Jabarah reportedly confessed to acting as an intermediary between Al Qaeda and Jemaah Islamiah, a group believed responsible for bombings in Southeast Asia, including the Oct. 12, 2002, Bali blast that killed 202 people. A confidential FBI intelligence document summarizing his confessions and published in U.S. newspapers said Jabarah worked with Hambali, the reputed chief of operations for Jemaah Islamiah, and distributed cash for planned bombing attacks in Singapore, Malaysia and Philippines.

Last year the government of Singapore publicly released a report stating Jabarah admitted the plan included truck bombs to be used against the U.S. and Israeli embassies in Singapore.

Using the code name "Sammy," he was sent to Singapore as an Al Qaeda operative in 2001 to "conduct a final reconnaissance of U.S. targets for attack," the government document states.

The report called the plot, scheduled to be carried out against multiple targets in December, 2001, and early 2002, "developed and determined."

When the plot was foiled by the arrest of a key operative, a worldwide alert was issued for Jabarah. He was picked up in Oman and flown to Toronto.

Once in Canada, his family says he was convinced by agents from the Canadian Security Intelligence Service (CSIS) to travel south to talk with American authorities, and that he was told he'd only have to go to the United States for a short time. CSIS says he went voluntarily.

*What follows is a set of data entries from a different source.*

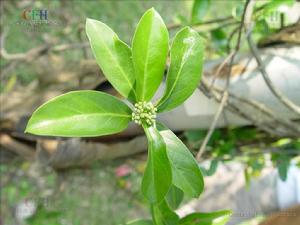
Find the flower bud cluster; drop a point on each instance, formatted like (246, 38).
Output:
(144, 112)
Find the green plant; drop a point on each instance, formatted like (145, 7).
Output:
(136, 74)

His father charges CSIS surrendered his son to American authorities, without explaining his rights to him, and he was duped into confessing.

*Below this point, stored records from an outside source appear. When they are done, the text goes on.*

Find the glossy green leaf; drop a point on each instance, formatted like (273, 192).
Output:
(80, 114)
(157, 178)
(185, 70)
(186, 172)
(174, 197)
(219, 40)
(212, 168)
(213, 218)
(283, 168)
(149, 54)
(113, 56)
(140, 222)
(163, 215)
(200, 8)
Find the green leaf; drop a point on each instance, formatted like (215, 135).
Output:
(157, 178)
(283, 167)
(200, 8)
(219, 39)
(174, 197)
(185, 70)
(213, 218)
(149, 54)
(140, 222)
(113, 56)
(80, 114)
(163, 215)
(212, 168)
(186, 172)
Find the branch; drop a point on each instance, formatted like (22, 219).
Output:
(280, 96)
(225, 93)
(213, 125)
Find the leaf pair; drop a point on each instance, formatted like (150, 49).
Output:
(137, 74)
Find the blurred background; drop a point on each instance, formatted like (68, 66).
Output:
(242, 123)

"They made him plead guilty," Mansour Jabarah said yesterday.

"They gave him special accommodation, flew him from Oman to Toronto first class, and they put him in five-star (accommodation) and they gave him big hope and dream (that) he's going to be free in three or four days. `Just help us and admit you did so and so, and we are going to release you.'

"When they get all the information from him they told him `now you are not co-operating with us anymore and you are going to be in a private cell by yourself,'" the father said.

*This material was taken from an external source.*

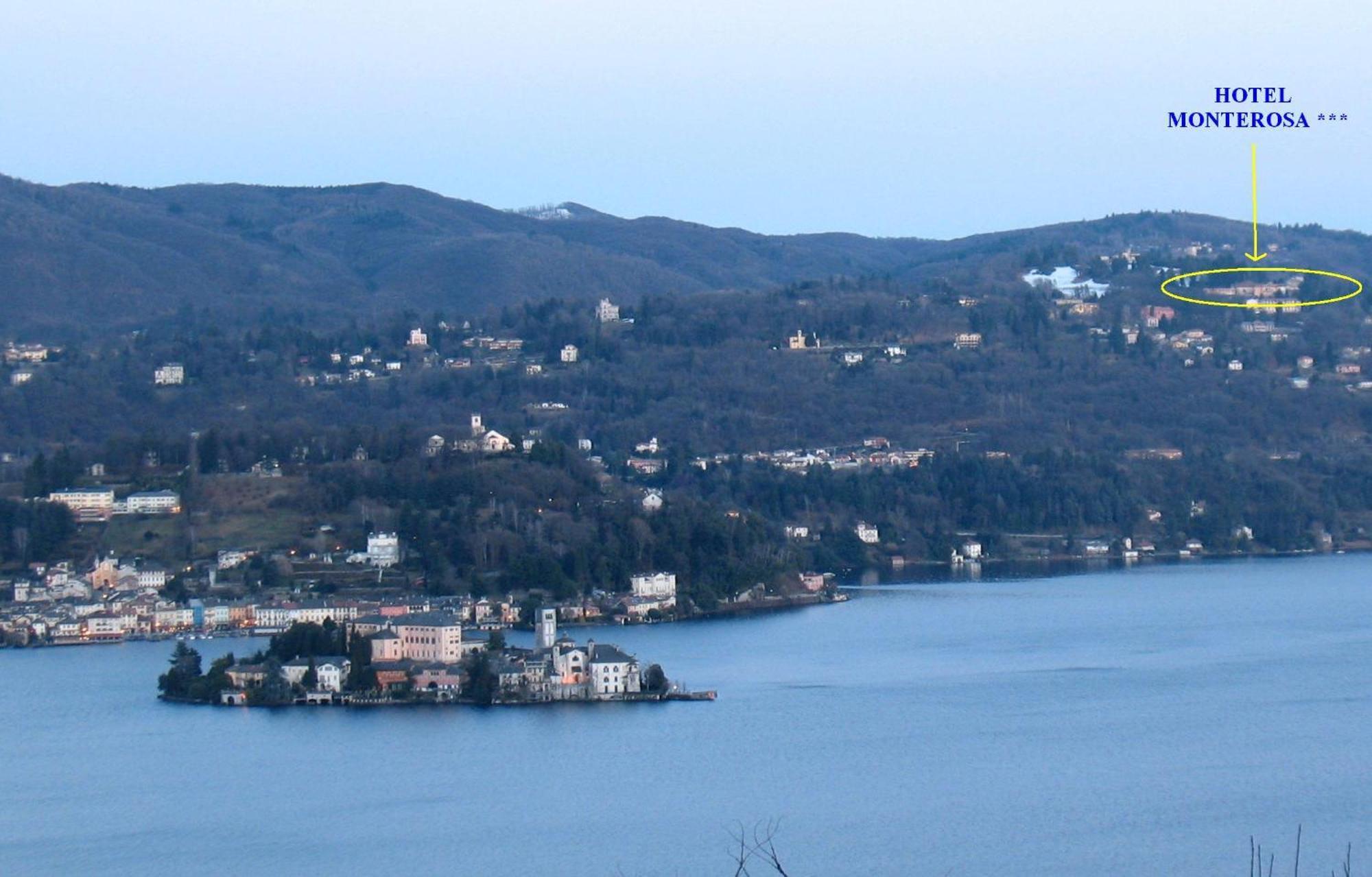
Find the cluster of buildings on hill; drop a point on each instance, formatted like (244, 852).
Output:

While Jabarah has been allowed telephone calls and to send letters to relatives in Kuwait and to his mother, who still lives in St. Catharines, he has been told not to discuss his case in their correspondence, his father said.

Born in Kuwait in 1982, Jabarah moved to St. Catharines with his family when he was 12, attending a Roman Catholic high school. Jabarah was said to have been attracted to radical Islam as a teenager, especially when he returned to Kuwait during summer holidays.

He allegedly told investigators that he and one of his brothers trained at Al Qaeda-related camps in Afghanistan.

The whereabouts of Jabarah's brother was unknown until last May, when Abdoul Rahman Jabarah and 18 other suspects escaped after a gunfight with Saudi police, leaving behind a cache of weapons that fuelled fears Al Qaeda was planning a massive attack.

One week later in Saudi Arabia, co-ordinated truck bombings ripped through compounds in Riyadh housing mostly foreigners, killing 34 people, including nine of the suicide bombers, and leaving hundreds more injured.

Twenty-three-year old Abdoul Rahman Jabarah was fingered as one of the key organizers and $100,000 was offered for his capture.

American authorities said he had connections to former Al Qaeda operations chief and Sept. 11 mastermind Khalid Shaikh Mohammed who, until his capture in Pakistan last March 1, was allegedly trying to lead the terror group's efforts to re-establish its global network of cells.

Abdoul Rahman Jabarah was killed by Saudi Arabian security forces last July.